Fortunately, the 5-game 5 entrant problem is a bit more fair: The Page Ladder only yields a 39.2% chance. Adding a recharge for a Round 1 loser only has 38.5%, and for the Round 2 Loser a 39.5%. Having the loser of Round 1 Drop to a Single Elim Tourney with 3, 4, & 5 also yields a 39.5%.
The structure that I found to be the best is a Single Elim+King-of-the-Hill. You have 4 “regular” contenders facing off in a single-elim. The 2 that lose in Round 1 are out, the winners play each other. The entrant that wins 2 rounds goes straight to the Finals. The Loser of Round 2 goes up against the 5th player, the would-be “King of the Hill” for the other Finals slot. This yielded a 40.5% success rate.
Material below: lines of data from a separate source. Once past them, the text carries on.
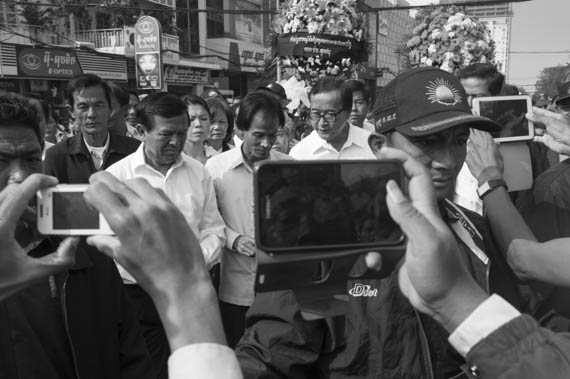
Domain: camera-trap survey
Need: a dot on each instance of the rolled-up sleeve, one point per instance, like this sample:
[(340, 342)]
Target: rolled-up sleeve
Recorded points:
[(204, 361)]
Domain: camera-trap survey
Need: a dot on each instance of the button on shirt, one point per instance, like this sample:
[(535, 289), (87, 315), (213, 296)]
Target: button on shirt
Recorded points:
[(314, 147), (190, 187), (233, 180)]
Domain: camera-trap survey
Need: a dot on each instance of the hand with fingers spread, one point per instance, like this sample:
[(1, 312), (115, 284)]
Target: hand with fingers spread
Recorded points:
[(155, 244), (556, 135), (17, 269), (483, 156), (432, 276)]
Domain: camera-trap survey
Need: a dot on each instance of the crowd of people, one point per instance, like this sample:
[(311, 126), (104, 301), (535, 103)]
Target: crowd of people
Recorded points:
[(480, 292)]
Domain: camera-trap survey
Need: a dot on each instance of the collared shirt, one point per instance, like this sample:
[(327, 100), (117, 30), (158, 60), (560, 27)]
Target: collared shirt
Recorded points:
[(190, 187), (204, 361), (97, 153), (233, 180), (314, 147)]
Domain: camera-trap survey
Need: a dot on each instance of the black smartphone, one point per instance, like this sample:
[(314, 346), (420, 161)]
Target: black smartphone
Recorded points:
[(324, 205)]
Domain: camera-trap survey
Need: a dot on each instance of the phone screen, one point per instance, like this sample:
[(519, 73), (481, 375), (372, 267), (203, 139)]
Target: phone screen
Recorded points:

Whether these are the answers to this riddle, we should see in about 36 hours. (I didn’t enter because I was only able to solve the 4-entrant question in time.) But once we do, I hope that you’ll have a good bit of analysis on this.
LikeLike
Bravo. I had a nagging feeling that I was missing something.
LikeLiked by 1 person
Metzgerism, you were on the right track with the Page playoff idea. DtP found the needed tweak. Without the earned 1 and 2 positions going to proven good players, you need to drop the loser to the bottom of the stack.
LikeLike
Unfortunately, I didn’t have the “optimal” solutions… from the perspective of trying to find the “Best” Entrant. As is his wont, Riddler posted the solutions in today’s column: https://fivethirtyeight.com/features/can-you-escape-this-enchanted-maze/ This is why I expected a “follow-up” post tomorrow or Sunday and not a “correction”.
There is still a bit of commentary to this, though: The cited 4-with-4 solution, improving on my solution by 1.2 percentage points, goes like this: 1: AvB, 2: W1vC, 3: W1vD, 4: W2vW3.
I bet you can see the problem from here: Excepting the case where W1 loses both Games 2 & 3, Game 4 is a Recharge Round. And, if A wins all of the first 3 games, then Game 4 would not be played. Which, while “optimal”, may not technically fit the definition of the challenge. My consideration was that all N games needed to be played; this solution violates that consideration.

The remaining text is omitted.